WCW: Malala Yousafzai
For today’s Woman Crush, we’ll hear about Malala Yousafzai, one of the most admirable and influential individuals of our generation. She is a Pakistani activist for education and women’s rights and the youngest winner of the Nobel Peace Prize.
Throughout her life, she spoke about education rights, publicly doing so at the age of eleven in front of a local press club which was covered by regional newspapers and television programs. She later began as a trainee and then a peer educator in the Institutes for War and Peace Reporting’s Open Minds Pakistan youth programme, which worked in schools in Swat to help adolescents engage in constructive discussion on social issues.
At twelve years old, she began writing a blog under a pseudonym for the BBC Urdu where she spoke at length about the Taliban’s rule on Swat and what that meant for the town. TV and music were banned, people were being publicly flogged, and schools were under attack. Her blog helped spread awareness on the severity of the Taliban’s actions. The next year, her authorship of the blog was revealed in a documentary for the New York Times.

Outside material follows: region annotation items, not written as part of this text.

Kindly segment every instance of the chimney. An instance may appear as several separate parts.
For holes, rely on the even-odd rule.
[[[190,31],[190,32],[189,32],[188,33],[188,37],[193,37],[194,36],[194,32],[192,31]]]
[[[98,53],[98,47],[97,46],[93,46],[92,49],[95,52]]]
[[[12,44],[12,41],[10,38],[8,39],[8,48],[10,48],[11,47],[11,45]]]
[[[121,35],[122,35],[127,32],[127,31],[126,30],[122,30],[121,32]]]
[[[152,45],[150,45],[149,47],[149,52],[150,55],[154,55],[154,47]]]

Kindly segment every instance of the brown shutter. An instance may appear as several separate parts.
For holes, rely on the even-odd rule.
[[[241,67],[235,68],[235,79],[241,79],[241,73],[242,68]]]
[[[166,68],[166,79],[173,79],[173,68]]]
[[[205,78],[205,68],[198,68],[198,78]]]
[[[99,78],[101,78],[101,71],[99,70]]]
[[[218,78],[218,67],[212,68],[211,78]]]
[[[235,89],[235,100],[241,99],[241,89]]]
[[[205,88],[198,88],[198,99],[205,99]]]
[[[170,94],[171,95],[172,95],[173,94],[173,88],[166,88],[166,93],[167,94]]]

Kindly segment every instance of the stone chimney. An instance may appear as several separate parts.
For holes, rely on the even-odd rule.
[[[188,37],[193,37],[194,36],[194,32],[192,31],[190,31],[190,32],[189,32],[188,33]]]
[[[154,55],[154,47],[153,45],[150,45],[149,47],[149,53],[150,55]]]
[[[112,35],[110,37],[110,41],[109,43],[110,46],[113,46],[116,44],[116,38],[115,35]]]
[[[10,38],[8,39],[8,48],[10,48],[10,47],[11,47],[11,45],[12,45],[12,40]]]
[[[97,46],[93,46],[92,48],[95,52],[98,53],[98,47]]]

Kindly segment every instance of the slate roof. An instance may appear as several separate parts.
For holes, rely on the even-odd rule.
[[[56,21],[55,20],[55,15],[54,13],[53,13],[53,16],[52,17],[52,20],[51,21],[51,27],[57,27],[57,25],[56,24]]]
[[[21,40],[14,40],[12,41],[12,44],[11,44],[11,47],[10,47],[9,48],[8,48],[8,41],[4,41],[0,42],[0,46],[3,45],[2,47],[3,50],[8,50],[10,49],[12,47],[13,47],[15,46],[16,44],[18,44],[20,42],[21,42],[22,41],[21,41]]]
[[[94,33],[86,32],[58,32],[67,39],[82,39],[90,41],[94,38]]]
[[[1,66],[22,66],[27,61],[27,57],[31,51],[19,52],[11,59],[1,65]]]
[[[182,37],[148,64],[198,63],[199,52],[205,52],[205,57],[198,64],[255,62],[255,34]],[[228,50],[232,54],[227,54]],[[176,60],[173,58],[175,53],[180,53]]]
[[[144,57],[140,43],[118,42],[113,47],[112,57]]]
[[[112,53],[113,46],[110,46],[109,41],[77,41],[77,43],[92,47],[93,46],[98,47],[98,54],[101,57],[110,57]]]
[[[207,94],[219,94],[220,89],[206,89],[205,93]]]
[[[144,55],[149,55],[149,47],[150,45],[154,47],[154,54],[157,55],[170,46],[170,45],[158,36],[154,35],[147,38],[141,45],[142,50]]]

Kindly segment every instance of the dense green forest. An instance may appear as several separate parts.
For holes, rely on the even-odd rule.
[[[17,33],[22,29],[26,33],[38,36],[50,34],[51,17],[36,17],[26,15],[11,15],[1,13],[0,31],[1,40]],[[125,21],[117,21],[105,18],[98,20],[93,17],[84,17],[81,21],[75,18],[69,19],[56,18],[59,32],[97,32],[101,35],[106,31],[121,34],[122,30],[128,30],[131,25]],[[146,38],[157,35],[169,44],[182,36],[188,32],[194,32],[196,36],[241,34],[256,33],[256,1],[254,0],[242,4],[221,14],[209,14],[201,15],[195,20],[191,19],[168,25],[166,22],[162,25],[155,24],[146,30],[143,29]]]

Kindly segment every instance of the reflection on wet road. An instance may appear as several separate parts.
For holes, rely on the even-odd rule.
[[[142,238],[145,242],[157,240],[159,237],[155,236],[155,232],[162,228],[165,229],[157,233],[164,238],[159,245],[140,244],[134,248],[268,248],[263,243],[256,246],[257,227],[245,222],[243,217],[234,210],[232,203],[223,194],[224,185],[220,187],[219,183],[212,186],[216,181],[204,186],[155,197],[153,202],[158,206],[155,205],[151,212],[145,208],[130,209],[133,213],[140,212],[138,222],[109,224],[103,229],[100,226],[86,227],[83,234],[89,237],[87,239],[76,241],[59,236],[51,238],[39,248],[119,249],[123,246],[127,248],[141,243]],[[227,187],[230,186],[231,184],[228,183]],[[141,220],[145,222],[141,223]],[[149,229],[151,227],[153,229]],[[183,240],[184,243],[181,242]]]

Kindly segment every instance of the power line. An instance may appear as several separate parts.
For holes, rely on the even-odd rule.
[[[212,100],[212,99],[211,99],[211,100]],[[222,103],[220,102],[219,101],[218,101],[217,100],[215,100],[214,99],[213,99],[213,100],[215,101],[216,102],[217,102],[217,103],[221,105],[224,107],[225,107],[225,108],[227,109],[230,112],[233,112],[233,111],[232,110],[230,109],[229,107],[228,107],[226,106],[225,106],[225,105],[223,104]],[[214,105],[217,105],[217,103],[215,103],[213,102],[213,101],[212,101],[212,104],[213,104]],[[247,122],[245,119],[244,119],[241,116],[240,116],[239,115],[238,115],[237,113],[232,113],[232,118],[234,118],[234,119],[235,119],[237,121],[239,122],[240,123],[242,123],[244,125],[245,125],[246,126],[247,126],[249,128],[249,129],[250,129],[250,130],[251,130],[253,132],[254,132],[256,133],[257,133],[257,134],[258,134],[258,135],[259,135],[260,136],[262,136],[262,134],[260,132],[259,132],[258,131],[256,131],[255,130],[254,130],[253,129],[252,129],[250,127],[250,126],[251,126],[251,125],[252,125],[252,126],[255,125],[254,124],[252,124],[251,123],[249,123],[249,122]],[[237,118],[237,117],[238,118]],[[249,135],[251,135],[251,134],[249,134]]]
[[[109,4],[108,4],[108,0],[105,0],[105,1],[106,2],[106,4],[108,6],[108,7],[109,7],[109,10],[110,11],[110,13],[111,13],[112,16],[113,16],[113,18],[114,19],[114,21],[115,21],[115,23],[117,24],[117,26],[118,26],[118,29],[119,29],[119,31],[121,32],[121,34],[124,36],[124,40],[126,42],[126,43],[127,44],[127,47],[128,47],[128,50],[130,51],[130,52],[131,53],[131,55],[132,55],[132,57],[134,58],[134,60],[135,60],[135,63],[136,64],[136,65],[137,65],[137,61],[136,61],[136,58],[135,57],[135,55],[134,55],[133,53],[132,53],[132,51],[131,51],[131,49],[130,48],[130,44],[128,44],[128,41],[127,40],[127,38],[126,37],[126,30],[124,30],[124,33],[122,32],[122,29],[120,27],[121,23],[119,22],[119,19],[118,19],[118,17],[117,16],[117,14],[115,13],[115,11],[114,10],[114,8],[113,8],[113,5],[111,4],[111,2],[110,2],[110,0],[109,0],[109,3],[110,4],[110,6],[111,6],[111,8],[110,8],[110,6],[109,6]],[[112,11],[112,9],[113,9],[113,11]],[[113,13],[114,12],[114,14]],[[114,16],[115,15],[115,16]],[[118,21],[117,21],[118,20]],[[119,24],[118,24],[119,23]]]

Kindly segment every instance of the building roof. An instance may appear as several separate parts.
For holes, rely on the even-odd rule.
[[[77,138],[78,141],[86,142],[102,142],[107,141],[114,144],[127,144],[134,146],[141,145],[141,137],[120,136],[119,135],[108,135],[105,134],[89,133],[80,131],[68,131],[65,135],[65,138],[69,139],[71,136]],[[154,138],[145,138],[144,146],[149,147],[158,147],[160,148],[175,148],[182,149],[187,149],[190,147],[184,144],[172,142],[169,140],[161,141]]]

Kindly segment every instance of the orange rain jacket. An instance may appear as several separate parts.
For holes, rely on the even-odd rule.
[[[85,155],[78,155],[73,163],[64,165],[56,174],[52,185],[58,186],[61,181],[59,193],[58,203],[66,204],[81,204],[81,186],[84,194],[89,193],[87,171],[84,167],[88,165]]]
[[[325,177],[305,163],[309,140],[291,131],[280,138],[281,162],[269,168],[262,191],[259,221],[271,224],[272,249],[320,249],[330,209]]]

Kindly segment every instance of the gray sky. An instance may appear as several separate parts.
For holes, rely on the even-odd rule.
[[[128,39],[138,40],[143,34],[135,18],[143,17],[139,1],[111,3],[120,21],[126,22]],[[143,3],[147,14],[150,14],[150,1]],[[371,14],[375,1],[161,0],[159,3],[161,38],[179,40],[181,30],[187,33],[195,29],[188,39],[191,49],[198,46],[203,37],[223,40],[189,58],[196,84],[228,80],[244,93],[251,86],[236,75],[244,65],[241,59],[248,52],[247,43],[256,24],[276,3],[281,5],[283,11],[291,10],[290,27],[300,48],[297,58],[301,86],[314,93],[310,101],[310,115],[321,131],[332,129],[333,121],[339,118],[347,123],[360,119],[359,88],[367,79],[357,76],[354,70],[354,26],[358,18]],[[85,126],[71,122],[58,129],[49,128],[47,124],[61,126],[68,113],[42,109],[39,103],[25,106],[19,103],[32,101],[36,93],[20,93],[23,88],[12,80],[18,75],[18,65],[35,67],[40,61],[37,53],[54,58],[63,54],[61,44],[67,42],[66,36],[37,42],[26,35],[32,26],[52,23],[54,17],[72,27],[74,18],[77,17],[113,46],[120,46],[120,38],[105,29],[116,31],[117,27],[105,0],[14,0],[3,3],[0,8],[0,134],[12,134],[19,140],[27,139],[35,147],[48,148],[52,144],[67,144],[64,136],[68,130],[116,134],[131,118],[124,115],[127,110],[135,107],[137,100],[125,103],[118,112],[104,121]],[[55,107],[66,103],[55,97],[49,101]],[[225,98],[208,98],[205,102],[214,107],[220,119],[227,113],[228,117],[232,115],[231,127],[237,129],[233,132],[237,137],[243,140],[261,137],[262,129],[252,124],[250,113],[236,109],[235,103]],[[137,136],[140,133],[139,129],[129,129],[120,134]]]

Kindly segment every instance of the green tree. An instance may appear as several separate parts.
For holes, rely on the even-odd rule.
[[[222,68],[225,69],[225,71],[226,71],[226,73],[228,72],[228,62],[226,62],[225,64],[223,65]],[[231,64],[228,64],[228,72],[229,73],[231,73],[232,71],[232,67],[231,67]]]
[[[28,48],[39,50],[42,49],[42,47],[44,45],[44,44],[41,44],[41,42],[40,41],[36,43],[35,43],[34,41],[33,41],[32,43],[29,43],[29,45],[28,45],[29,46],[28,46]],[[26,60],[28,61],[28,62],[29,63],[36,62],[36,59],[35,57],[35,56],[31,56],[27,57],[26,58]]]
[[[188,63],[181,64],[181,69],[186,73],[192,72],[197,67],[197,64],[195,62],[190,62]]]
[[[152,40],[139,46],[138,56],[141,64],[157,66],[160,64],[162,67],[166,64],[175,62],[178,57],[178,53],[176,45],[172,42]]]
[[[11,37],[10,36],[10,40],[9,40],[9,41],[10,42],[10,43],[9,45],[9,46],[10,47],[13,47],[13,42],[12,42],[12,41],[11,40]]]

In 2011, after she gained recognition from the documentary and from receiving Pakistan’s first National Youth Peace Prize as well as being nominated by the Archbishop Desmond Tutu for the International Peace Prize, the Taliban leaders decided to kill her.
On Malala’s way to school on October 9th, 2012, the bus was raided by a masked gunman from the Taliban who shot Malala in the head. She survived the initial operation in Peshawar and then was airlifted to England, where she continued to live after Pakistan became too unsafe.
She then continued to advocate for the right to education, later creating the Malala Fund to “bring awareness to the social and economic impact of girls’ education and to empower girls to raise their voices, to unlock their potential and to demand change.” (www.malala.org) She also spoke at the UN for worldwide access to education, deeming education to be a humanitarian right that even the very Taliban who attacked her deserves.
The assassination attempt against her sparked international outcry against the Taliban and shed light on the struggles placed under their rule. Malala has changed fundamental establishments concerning the rights of young women and their access to education which would be denied because of social, economic, and political factors for the better. She’s brought attention to dire parts of the world that would otherwise have gone unnoticed without her involvement. She’s an inspiration and a beacon of hope in a troubled world.